Tally se percató de que el viento los llevaba en aquel momento con rapidez, alejándolos del mar, pero curiosamente el aire que los rodeaba parecía no moverse. Naturalmente, se dio cuenta de que el globo se desplazaba con las corrientes de aire, por lo que era como si estuviera parada mientras el mundo se deslizaba a sus pies.

Vio pasar de largo las Ruinas Oxidadas, pero alrededor de la ciudad había muchos ríos, cuyos lechos estaban llenos de yacimientos minerales que podían impulsar una aerotabla. Los rebeldes habían pensado dispersarse en distintas direcciones; todo el mundo sabía volver a las ruinas, los llevara a donde los llevara el viento.

Tally se quitó el abrigo, las pulseras protectoras y los guantes y lo dejó caer todo en el suelo de la barquilla. El calor que seguía irradiando el quemador encendido la protegía del frío. Se puso los guantes ignífugos, pasando el izquierdo por debajo de la pulsera de comunicación para subírselo casi hasta la axila. Zane, que estaba enfrente de ella, también estaba preparándose.

Llegó el momento de que acercaran las pulseras a la llama.

Tally alzó la vista. El quemador estaba sujeto a la barquilla por medio de una estructura de unos ocho metros que se extendían como las patas de una gigantesca araña de metal. Tally puso un pie en la barandilla de mimbre y, agarrándose con fuerza a la estructura del quemador, se subió a ella. Desde aquella precaria posición, Tally echó un vistazo a la ciudad que pasaba a sus pies, confiando en que el globo no empezara a moverse de repente con un golpe de viento.

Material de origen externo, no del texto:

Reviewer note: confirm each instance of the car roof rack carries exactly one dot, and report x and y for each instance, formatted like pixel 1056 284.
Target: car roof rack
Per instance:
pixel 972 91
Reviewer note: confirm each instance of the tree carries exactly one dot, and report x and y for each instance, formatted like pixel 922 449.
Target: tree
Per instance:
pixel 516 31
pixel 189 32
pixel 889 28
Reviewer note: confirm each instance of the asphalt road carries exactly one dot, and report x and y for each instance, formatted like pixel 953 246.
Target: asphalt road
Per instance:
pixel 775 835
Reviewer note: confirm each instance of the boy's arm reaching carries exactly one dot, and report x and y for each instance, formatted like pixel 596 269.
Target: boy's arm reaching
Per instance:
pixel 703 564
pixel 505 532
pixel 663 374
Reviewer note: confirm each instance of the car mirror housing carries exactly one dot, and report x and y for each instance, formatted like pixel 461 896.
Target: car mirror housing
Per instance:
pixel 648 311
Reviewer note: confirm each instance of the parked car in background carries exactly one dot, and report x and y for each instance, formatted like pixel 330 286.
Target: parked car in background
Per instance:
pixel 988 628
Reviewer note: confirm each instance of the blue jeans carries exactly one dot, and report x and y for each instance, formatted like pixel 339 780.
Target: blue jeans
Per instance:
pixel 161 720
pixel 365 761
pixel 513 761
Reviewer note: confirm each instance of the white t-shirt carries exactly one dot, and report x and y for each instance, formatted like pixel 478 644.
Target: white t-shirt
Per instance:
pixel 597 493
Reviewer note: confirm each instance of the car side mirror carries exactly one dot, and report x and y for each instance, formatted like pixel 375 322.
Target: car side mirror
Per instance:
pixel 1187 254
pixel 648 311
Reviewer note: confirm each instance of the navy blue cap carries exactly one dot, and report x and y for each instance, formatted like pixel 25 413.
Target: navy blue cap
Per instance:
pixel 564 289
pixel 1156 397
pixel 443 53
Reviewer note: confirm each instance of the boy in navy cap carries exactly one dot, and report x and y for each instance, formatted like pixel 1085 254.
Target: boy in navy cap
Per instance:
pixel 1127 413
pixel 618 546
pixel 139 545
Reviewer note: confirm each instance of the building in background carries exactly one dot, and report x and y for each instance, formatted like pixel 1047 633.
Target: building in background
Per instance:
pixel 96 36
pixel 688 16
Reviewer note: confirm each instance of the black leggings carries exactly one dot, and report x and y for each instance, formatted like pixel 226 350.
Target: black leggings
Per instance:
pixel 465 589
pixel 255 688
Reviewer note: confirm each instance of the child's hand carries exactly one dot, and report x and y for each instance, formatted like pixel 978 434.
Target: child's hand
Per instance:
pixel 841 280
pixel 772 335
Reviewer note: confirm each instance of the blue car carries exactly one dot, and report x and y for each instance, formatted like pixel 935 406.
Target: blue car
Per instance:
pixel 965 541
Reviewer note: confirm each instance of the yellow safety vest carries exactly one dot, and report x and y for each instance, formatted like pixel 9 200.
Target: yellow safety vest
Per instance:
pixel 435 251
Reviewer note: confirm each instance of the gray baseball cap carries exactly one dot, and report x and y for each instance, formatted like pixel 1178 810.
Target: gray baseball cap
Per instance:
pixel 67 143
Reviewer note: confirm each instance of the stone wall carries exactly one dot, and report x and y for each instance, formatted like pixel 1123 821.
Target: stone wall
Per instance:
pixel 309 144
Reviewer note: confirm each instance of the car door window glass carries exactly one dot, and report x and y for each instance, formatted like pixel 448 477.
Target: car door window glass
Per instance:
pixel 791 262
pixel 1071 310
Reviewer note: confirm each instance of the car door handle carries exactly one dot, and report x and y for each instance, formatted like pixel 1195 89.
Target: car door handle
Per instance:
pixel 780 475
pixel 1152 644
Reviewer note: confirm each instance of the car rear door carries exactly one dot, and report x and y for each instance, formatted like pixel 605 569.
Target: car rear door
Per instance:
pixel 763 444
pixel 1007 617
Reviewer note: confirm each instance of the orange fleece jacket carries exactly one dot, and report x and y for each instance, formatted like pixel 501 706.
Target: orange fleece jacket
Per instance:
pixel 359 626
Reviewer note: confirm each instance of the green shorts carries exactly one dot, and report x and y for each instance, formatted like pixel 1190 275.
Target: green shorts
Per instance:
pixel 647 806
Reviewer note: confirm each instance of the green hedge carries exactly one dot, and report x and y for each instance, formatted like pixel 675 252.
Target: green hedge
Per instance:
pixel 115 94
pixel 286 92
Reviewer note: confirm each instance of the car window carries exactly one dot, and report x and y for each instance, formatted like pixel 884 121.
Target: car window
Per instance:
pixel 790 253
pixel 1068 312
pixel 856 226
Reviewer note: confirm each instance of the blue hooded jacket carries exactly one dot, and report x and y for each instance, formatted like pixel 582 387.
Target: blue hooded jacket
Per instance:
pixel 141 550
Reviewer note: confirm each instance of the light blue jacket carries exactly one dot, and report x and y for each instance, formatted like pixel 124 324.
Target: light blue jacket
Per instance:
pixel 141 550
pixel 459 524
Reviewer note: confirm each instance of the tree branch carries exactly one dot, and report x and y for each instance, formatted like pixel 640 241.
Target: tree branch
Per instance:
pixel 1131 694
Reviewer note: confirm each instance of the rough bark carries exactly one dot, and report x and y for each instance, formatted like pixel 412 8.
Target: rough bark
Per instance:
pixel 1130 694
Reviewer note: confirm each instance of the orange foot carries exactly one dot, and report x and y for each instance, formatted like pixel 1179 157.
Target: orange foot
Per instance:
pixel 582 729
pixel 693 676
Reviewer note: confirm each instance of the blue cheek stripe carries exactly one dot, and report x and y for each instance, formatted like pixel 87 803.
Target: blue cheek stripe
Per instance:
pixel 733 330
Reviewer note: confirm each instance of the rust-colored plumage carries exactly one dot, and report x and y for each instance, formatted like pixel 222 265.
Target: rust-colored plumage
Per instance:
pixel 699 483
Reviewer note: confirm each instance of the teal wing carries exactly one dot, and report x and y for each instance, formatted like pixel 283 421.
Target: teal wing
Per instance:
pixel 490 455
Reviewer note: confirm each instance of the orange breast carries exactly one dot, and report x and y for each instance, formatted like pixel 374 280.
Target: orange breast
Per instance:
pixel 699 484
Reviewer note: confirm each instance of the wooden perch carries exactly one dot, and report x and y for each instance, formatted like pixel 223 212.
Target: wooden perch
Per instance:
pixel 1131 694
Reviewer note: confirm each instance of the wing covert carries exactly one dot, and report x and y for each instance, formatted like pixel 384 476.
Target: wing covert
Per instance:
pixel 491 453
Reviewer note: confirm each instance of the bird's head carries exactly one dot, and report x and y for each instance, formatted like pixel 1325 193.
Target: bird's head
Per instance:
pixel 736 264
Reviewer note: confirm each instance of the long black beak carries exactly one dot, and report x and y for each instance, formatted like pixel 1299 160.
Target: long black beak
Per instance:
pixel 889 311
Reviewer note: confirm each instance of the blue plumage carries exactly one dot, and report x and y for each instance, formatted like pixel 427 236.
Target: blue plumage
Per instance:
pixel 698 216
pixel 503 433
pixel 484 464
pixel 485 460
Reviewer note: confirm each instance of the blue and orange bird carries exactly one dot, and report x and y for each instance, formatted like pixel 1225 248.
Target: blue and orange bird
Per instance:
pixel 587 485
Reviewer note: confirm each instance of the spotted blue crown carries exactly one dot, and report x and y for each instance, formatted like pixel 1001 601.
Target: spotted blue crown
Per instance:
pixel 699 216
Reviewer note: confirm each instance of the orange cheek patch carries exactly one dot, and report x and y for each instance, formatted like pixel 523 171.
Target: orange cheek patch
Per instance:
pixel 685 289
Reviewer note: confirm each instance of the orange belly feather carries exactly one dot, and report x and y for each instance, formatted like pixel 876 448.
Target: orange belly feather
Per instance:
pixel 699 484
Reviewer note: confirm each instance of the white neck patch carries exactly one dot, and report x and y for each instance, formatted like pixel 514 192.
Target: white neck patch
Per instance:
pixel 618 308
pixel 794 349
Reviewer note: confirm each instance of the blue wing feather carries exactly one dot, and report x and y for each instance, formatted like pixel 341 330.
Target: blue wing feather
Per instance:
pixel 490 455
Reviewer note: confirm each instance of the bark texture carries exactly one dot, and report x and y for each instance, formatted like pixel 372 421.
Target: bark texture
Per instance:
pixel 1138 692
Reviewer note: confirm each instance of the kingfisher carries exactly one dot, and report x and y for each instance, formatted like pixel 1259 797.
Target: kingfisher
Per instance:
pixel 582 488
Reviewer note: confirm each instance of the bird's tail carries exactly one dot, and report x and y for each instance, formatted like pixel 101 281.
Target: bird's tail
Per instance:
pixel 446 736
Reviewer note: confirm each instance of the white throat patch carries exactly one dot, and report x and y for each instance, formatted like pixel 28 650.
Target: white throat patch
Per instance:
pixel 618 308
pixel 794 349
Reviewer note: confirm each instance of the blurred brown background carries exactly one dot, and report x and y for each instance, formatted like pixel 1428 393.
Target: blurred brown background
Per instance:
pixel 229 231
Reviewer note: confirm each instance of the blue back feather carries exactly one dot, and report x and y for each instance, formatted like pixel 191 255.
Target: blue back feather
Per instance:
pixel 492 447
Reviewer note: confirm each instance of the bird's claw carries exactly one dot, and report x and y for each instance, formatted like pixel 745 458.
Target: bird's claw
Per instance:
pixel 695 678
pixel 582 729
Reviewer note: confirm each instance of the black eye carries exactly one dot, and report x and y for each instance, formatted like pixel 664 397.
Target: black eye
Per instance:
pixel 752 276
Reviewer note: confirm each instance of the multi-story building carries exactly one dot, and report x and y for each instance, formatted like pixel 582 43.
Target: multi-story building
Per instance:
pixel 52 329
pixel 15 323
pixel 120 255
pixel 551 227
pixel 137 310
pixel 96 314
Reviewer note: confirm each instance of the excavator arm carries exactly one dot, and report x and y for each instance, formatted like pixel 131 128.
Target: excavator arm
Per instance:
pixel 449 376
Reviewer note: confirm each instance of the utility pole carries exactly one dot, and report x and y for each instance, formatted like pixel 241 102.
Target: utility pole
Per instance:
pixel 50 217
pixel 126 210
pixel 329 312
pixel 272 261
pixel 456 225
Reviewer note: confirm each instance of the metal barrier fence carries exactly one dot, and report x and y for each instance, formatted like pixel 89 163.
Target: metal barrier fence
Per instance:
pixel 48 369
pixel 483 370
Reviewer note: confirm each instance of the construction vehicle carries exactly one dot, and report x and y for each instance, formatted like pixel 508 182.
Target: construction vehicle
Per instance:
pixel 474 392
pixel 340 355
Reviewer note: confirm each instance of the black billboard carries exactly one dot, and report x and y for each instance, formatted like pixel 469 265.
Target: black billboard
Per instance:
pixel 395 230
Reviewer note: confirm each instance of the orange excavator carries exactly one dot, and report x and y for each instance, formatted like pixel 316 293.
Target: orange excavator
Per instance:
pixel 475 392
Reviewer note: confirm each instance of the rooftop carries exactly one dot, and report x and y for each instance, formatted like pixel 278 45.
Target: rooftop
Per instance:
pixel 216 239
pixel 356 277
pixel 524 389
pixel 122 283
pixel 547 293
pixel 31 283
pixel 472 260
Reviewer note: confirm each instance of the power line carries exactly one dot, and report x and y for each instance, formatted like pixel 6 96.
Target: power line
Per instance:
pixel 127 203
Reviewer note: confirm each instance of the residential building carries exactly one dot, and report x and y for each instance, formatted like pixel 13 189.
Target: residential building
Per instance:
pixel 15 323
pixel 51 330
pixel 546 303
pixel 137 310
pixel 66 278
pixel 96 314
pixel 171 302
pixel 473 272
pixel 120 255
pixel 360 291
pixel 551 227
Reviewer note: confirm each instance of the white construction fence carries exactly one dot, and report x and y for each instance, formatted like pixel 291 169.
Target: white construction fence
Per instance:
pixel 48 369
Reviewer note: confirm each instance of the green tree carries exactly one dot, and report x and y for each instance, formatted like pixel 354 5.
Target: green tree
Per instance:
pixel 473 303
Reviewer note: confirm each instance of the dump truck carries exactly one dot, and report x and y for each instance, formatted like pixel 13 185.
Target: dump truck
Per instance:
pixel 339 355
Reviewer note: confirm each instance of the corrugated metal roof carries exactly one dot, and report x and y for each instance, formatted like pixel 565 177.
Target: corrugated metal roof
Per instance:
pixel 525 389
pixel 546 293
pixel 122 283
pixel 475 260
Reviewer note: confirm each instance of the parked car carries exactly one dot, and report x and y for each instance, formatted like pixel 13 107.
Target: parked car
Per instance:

—Fausto, la señal —dijo, después de respirar hondo.

Fausto asintió y encendió la vela romana que llevaba consigo, que comenzó a silbar y arrojar destellos verdes y morados. Tally vio que los rebeldes que tenían cerca repetían la señal, y que esta se extendía después por toda la isla en una serie de penachos de colores. Ahora compartían un compromiso.

—Venga, Zane —dijo—. Vamos a deshacernos de estos chismes.